In consonance with the great Buddhist teacher Pema Chödrön’s insistence that “only to the extent that we expose ourselves over and over to annihilation can that which is indestructible be found in us,” Miller considers this self-annihilation as the key to self-transformation, in art as in life:
Art is at its best when you are able to grasp the medium in all of its fullness and then you decide to let go in order for you discover a hidden, vital truth. This is the highest joy and greatest triumph. It comes like a reward for patience — this freedom of mastery which is born of the hardest discipline. Then,You are right, no matter what your opinions or actions may be. Nobody can challenge you. I sense this very often in looking at Picasso’s work. Picasso’s great spontaneity is a result of his impact and pressure. The whole being, which has for an infinite period been subservient the discipline of the mind, gives birth to this freedom. The most careless gesture is as right, as true, as valid, as the most carefully planned strokes… Picasso here is only demonstrating a wisdom of life which the sage practices on another, higher level.
There is something evocative of the Chinese notion of wu wei — that orientation of “trying not to try,” the effortless effort by which we arrive at the only places worth going — in the way Miller reflects on this truth in his own life. Four years earlier, he had contoured this idea in his exquisite letter to Anaïs Nin about how to control for surrender; now, he shades it in:
My steadfastness is evident. desireOnly I was responsible for any progress and mastery that I made. Reality is all around us, but vision is what precedes it. If one continues to look, the vision will become a reality. It is impossible to escape it. It doesn’t matter what route one travels — every route brings you eventually to the goal… If one accepted that fully, one would get there so much more quickly. One should not be worrying about the degree of “success” obtained by each and every effort, but only concentrate on maintaining the vision, keeping it pure and steady. All the rest is trick-of-hand, an automatic process. This can also be somnambulistic if it comes with pains or aches.

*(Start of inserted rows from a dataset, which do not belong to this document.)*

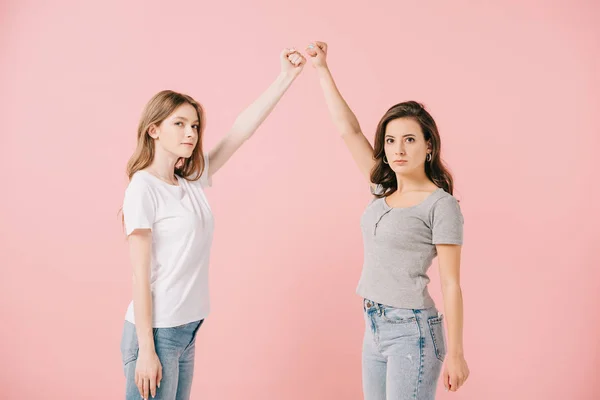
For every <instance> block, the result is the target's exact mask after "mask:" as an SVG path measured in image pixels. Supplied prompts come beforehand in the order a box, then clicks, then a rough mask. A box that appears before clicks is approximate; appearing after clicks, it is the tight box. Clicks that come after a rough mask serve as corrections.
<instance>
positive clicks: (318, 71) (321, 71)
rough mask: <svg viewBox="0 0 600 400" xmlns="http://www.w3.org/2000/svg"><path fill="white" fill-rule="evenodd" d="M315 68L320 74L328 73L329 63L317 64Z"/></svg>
mask: <svg viewBox="0 0 600 400" xmlns="http://www.w3.org/2000/svg"><path fill="white" fill-rule="evenodd" d="M315 69H316V70H317V73H318V74H328V73H329V66H328V65H327V64H323V65H317V66H315Z"/></svg>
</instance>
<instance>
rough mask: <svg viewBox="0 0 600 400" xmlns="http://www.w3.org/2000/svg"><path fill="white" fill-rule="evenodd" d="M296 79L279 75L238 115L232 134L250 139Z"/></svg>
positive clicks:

Perhaps Mary Oliver summed it up best in that perfect line of verse: “Things take the time they take. Don’t worry.”
Complement with Miller on the measure of a life well lived and Hermann Hesse’s little-known watercolors, then revisit artist Rockwell Kent’s wilderness-wrested wisdom on art and life, Keith Haring on creativity, empathy, and what makes us who we are, and the great nature writer John Burroughs on what artists can learn from naturalists.